A cloud of uncertainty continues to hover over the 2020 PBA season after the enhanced community quarantine (ECQ) was extended until May 15 by the Philippine government. But even lifting it won't provide the PBA any firm assurances.

League commissioner Willie Marcial conceded that the entire 2020 season could be put on hold since the country has yet to effectively curb the threat of the coronavirus disease (COVID-19).

"We may have to play one conference if the ECQ continues to get extended, but we're also not ruling out the possibility of having to cancel the whole season," Marcial told ESPN5.com in Filipino.

The PBA board of governors originally planned to reconvene online around April 30 after the first ECQ deadline was extended, but Marcial said that the conversations will have to be put on hold anew.

Marcial also tempered expectations of a quick restart by the league.

"If the ECQ is lifted, it doesn't mean we can hold games immediately. Teams will probably need a month to practice and get in shape again, and the government might still not even allow mass gatherings after this," he explained.

The latter part of his statement is telling, and based on public statements made by the government in recent days, fans may be in for an extended wait.

Presidential spokesperson Harry Roque had said that a general community quarantine (GCQ), which will be imposed starting May 1 in select areas not included under the extended ECQ, will be the new normal until a vaccine for the coronavirus is developed.

"We are no longer back to normal as we know it. The GCQ is the new normal," he said. "As long as there is still no vaccine, we cannot go back to normal as we know it."

During MalacaƱang's announcement of the extension on Friday, Roque also laid out recommendations made by the Inter-Agency Task Force for the Management of Emerging Infectious Diseases (IATF-EID) for a relaxed quarantine directive.

Once the National Capital Region (NCR) shifts to GCQ, industries will be divided into four sectors, but only three will be allowed to work on varying capacities.

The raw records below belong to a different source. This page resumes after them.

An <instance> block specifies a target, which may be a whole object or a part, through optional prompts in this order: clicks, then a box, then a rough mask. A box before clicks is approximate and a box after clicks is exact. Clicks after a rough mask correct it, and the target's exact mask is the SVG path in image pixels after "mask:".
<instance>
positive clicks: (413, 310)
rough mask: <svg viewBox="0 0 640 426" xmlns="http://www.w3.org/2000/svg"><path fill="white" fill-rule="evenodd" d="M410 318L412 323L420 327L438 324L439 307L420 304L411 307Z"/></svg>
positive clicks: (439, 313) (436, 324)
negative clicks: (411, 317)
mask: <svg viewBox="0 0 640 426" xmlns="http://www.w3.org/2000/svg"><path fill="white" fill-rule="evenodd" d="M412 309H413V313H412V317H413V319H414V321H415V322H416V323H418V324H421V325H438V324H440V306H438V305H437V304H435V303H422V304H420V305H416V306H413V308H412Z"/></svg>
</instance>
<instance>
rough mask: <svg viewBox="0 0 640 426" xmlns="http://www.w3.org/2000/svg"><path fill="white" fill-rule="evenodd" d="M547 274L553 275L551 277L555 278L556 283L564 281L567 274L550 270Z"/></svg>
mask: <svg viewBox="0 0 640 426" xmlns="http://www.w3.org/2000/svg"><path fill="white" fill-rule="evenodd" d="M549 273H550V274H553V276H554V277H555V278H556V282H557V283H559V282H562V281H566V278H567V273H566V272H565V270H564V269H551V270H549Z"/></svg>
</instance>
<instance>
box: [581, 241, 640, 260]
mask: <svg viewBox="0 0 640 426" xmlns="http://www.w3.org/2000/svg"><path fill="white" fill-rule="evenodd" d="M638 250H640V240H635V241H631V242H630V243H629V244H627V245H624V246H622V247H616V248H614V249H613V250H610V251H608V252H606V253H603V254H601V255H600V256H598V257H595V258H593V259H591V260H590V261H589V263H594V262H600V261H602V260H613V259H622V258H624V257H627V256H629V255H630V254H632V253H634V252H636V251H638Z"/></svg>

- Sector 1, which can resume 100 percent of operations, covers businesses under agriculture, fishery, forestry, food manufacturing and its entire supply chain, supermarkets, restaurants (for takeout and delivery), hospitals, logistics, water, energy, Internet, telecommunications, and media.

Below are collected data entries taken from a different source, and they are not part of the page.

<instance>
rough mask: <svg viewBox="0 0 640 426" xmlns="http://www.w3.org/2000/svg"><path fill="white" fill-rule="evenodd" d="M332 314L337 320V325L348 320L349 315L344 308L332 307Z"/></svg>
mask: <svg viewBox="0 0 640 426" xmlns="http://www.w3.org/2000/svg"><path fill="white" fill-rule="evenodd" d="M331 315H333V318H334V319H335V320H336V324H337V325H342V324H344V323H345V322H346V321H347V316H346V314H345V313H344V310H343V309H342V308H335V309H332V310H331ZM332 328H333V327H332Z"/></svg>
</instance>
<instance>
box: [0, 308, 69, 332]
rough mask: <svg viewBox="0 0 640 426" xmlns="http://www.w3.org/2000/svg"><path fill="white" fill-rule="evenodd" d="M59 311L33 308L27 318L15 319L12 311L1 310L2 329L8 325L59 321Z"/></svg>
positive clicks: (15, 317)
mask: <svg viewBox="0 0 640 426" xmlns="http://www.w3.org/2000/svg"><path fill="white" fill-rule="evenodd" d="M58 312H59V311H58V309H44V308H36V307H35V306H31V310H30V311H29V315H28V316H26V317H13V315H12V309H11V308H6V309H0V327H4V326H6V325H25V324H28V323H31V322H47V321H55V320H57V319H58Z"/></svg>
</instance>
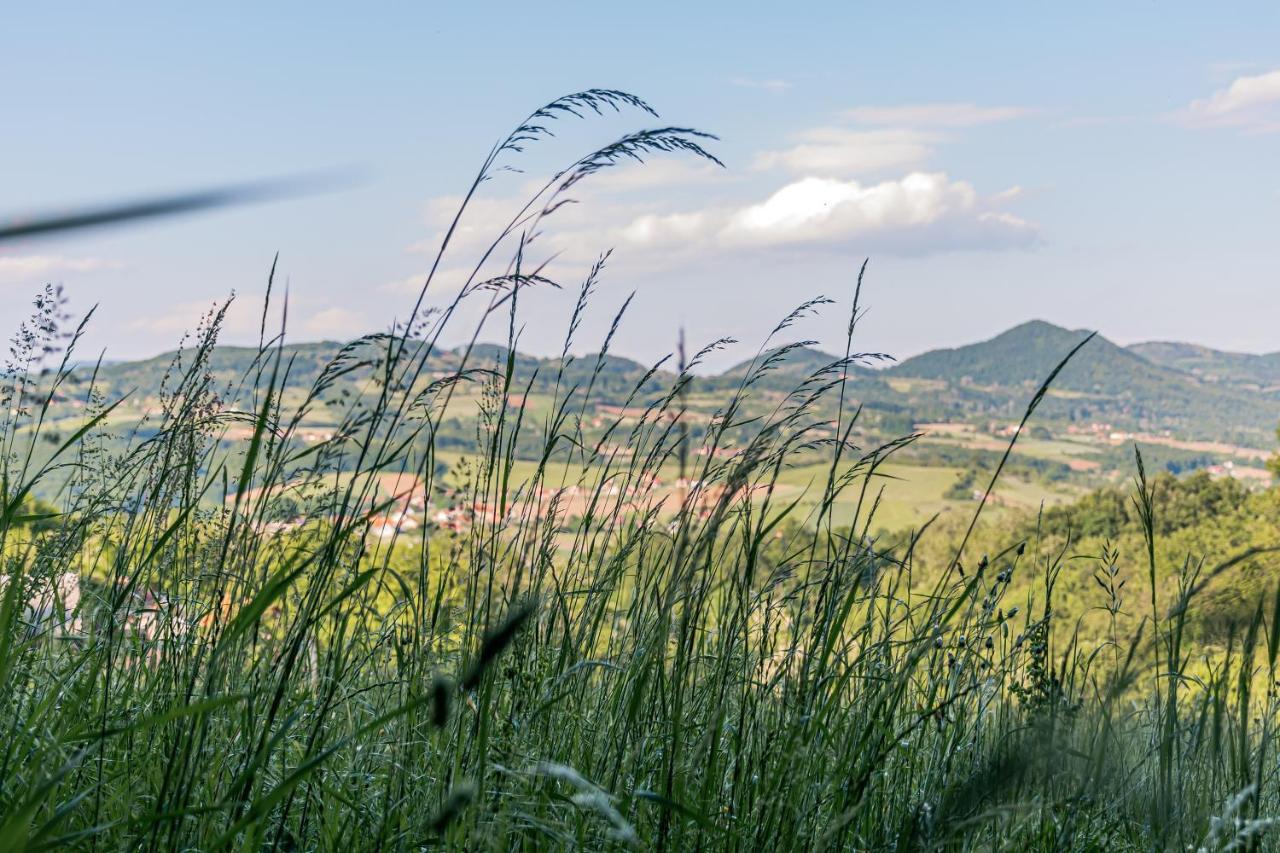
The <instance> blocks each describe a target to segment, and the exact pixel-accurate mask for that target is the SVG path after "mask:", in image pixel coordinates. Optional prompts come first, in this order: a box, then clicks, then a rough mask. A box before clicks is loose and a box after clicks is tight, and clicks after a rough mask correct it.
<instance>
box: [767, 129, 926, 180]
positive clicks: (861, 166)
mask: <svg viewBox="0 0 1280 853" xmlns="http://www.w3.org/2000/svg"><path fill="white" fill-rule="evenodd" d="M936 141H937V136H934V134H932V133H922V132H919V131H910V129H883V131H849V129H845V128H832V127H827V128H814V129H812V131H806V132H805V133H803V134H800V137H799V143H797V145H795V146H792V147H790V149H783V150H781V151H764V152H762V154H760V155H758V156H756V158H755V167H756V168H760V169H769V168H776V167H781V168H785V169H790V170H791V172H797V173H801V174H820V175H842V177H847V175H851V174H860V173H868V172H882V170H886V169H901V168H908V167H915V165H919V164H922V163H924V161H925V160H927V159H928V158H929V156H931V155H932V154H933V149H932V143H933V142H936Z"/></svg>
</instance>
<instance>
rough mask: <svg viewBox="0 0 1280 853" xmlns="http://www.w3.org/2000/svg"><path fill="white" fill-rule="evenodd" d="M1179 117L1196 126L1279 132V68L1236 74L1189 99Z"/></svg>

- Sector 2, which can operate at 50-100 percent strength, covers businesses manufacturing of electronics and exports, e-commerce and delivery for essential and non-essential items, repair and maintenance services, and housing and office services.

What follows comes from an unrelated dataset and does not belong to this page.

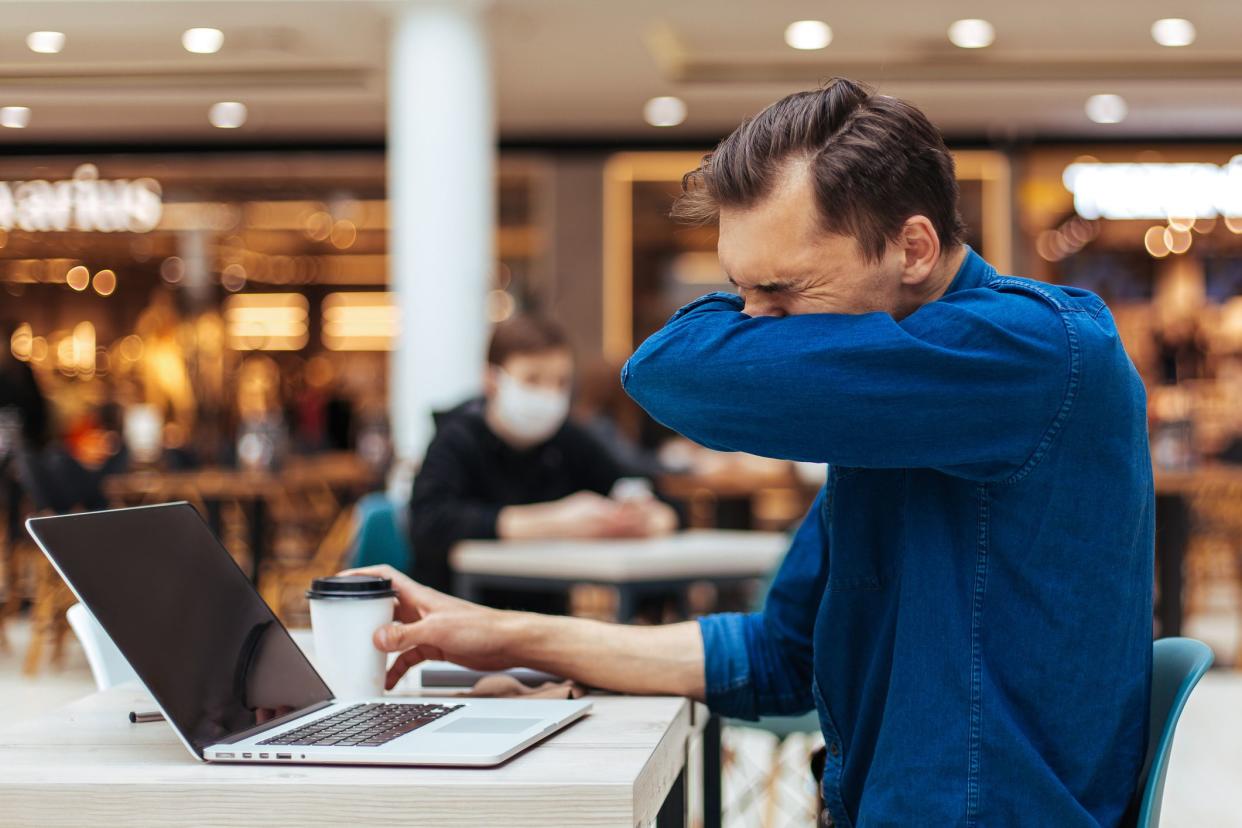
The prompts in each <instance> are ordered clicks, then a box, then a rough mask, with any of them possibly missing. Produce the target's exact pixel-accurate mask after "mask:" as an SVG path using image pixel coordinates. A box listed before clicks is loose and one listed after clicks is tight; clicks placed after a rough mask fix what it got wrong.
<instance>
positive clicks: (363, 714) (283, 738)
mask: <svg viewBox="0 0 1242 828" xmlns="http://www.w3.org/2000/svg"><path fill="white" fill-rule="evenodd" d="M462 706H465V705H460V704H458V705H455V706H445V705H442V704H383V703H376V704H355V705H354V706H351V708H345V709H344V710H342V711H339V713H334V714H333V715H330V716H327V718H324V719H317V720H314V721H312V722H311V724H308V725H303V726H301V727H298V729H296V730H289V731H288V732H283V734H281V735H279V736H272V737H271V739H265V740H263V741H261V742H258V744H260V745H315V746H327V745H335V746H338V747H379V746H380V745H384V744H388V742H390V741H392V740H394V739H396V737H397V736H404V735H406V734H407V732H411V731H414V730H417V729H419V727H422V726H424V725H428V724H431V722H432V721H435V720H436V719H442V718H443V716H447V715H448V714H450V713H452V711H453V710H457V709H460V708H462Z"/></svg>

- Sector 3, which can field 50 percent of its workers on-site and 50 percent at home, covers businesses under financial services, business process outsourcing (BPO), other non-leisure wholesale and retail trade, and other non-leisure services.

- Businesses under sector 4 -- which include those operating under leisure, amusement, gaming, and fitness; "kid" industry, and tourism -- will still be closed. This also covers schools, malls and construction, as well as all mass gatherings.

The PBA may find itself in the same classification as that of schools and malls under sector 4, which precludes the operation of those engaged in the business of leisure, amusement, gaming and fitness. Other restrictions, including curfews and a ban on mass gatherings, will also be imposed, further putting the league's operations in a bind.

Everything is theoretical at this point, however, and Marcial said the league's top officials will continue to focus on what they can control for now.

"We're always thinking about the safety of the fans, the players, the management and everyone involved in the PBA's operations," he said.

Among the PBA's continued duties will be to financially support its game-day staff and donating personal protective equipment (PPE) to select cities and hospitals in Luzon.

Protective gear, according to Marcial, have earlier been distributed to hospitals in Pasig, Antipolo and Binan, with more to be provided to Pasay and Talisay, Batangas, as well as the National Center for Mental Health in Mandaluyong, the Veterans Memorial Medical Center in Quezon City, and the Batangas Provincial Hospital, among many others.